Vida did not speak to her husband for two and a half years, while he spent long periods in solitary confinement. But now she can regularly contact him for short phone calls.

According to Vida, her husband was promised release in exchange for confessing to a crime on Iranian state TV: “They told him if you don’t make this confession, your family will be in danger in Sweden. They told him what to say .”

As the years go by, hopes for his release diminish: “In the beginning I had a lot of hope. But a lot of time has passed and I feel up and down because it’s so tough. I can’t believe that we have to go on with this every day. “

Many of Iran’s political prisoners, as well as Europeans, are housed in Evin Prison, located in the Evin neighborhood of Tehran.

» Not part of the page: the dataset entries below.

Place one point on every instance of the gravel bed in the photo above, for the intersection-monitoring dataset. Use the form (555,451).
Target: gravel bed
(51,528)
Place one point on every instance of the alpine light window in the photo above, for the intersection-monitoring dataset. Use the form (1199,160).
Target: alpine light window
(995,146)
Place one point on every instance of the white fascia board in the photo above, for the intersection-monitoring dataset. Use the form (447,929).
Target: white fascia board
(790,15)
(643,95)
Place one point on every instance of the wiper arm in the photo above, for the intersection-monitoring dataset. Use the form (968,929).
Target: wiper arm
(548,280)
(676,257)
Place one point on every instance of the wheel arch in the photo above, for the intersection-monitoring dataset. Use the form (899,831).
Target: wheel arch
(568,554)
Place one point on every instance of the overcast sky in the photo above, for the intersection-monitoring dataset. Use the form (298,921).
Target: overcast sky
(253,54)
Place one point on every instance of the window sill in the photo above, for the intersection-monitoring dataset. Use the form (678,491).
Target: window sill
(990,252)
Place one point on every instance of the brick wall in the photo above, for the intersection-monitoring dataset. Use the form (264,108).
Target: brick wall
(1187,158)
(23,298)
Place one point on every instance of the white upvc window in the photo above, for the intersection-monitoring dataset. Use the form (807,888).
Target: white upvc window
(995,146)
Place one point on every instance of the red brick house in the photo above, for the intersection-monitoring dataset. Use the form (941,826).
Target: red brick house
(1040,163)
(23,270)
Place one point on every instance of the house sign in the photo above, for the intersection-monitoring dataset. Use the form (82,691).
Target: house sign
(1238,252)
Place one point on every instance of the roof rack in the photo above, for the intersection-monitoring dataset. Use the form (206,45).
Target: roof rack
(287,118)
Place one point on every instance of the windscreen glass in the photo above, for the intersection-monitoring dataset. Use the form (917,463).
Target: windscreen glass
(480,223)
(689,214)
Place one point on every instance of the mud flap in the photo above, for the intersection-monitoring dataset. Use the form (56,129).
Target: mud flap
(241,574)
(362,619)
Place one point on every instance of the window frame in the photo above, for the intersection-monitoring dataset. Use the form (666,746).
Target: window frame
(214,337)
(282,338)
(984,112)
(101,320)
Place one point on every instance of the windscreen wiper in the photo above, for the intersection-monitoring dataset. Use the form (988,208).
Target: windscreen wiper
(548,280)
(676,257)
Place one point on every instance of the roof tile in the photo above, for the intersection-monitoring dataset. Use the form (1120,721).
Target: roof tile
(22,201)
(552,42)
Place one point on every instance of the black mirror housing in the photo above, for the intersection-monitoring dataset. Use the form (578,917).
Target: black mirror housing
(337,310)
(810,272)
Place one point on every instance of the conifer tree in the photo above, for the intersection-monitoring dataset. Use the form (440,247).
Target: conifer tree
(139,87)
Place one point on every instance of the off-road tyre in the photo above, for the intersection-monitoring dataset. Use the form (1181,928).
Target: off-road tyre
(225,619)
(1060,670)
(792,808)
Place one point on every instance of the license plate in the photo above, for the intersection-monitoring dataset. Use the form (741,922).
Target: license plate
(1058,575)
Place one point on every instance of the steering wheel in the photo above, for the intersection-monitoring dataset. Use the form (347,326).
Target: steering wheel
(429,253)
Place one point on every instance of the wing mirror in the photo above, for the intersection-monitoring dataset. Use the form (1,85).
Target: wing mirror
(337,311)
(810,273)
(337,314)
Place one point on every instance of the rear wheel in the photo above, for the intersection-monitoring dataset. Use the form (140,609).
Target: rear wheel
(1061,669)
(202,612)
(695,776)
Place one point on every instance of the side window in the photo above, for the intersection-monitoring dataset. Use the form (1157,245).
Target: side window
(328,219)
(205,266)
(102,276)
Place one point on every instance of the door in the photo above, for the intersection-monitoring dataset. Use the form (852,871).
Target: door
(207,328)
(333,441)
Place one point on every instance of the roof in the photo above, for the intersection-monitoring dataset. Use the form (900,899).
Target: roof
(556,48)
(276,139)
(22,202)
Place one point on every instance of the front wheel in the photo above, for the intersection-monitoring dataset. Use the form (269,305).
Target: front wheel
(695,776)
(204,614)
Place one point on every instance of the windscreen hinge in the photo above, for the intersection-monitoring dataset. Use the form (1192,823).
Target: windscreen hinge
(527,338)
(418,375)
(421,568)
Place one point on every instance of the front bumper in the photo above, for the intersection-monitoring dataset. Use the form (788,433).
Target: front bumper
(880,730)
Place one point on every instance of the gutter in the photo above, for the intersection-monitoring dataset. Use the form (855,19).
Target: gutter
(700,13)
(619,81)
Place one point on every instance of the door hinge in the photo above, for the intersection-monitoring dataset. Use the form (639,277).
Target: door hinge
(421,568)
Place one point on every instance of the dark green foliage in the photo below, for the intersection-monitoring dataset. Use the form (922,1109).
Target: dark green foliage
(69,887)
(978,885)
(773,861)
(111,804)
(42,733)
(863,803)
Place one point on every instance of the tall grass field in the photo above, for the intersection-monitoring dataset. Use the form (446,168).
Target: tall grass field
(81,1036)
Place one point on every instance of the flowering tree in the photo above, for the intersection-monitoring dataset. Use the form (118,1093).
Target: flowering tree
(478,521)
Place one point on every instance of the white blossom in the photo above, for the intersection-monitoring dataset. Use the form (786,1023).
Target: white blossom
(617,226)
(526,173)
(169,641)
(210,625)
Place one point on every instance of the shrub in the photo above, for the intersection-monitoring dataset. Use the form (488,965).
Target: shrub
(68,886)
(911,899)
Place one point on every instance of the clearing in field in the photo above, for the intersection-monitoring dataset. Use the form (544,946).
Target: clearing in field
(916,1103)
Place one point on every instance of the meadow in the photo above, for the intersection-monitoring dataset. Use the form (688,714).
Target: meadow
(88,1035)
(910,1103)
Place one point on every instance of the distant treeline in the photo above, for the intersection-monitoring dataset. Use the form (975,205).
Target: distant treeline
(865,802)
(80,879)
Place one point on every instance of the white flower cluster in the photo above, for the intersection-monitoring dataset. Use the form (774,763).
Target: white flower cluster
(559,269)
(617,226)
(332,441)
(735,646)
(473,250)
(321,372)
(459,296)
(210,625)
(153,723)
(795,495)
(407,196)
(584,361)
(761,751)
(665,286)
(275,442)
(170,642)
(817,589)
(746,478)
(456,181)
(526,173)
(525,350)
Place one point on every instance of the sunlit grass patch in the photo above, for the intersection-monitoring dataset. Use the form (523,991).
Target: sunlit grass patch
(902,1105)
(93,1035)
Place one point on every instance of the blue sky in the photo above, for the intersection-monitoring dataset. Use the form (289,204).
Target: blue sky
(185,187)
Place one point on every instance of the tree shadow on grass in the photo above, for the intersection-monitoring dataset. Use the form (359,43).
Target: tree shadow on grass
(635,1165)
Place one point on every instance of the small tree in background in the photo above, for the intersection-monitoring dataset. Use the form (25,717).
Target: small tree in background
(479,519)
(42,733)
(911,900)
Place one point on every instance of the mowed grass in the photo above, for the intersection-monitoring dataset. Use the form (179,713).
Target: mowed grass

Mehrunnia explains that communication with other hostage families has been key to coping: “We are part of a WhatsApp group, where we share information with each other about how things are going.”

But talking to other families is also a harsh reminder of the gravity of her husband’s situation. “We cannot compare, all cases are different. Some are sentenced to five or ten years – but my husband to death.”

Those who got away

For some exiled Iranians, Europe is now home. This is the case for Massoumeh Raouf.

Raouf was only 20 years old when he was arrested on the street in September 1981. Accused of collaborating with the People’s Mojahedin Organization of Iran, she said Euronews that she was sentenced to “20 years in prison, during a 10-minute mock trial by a judge under Sharia law.”

After eight months in prison, she managed to escape and sought political exile in France in the 1980s. She has continued her fight for Iranian justice from abroad, with the National Council of Iranian Resistance. “I am grateful that France gave me the chance to come here,” she says.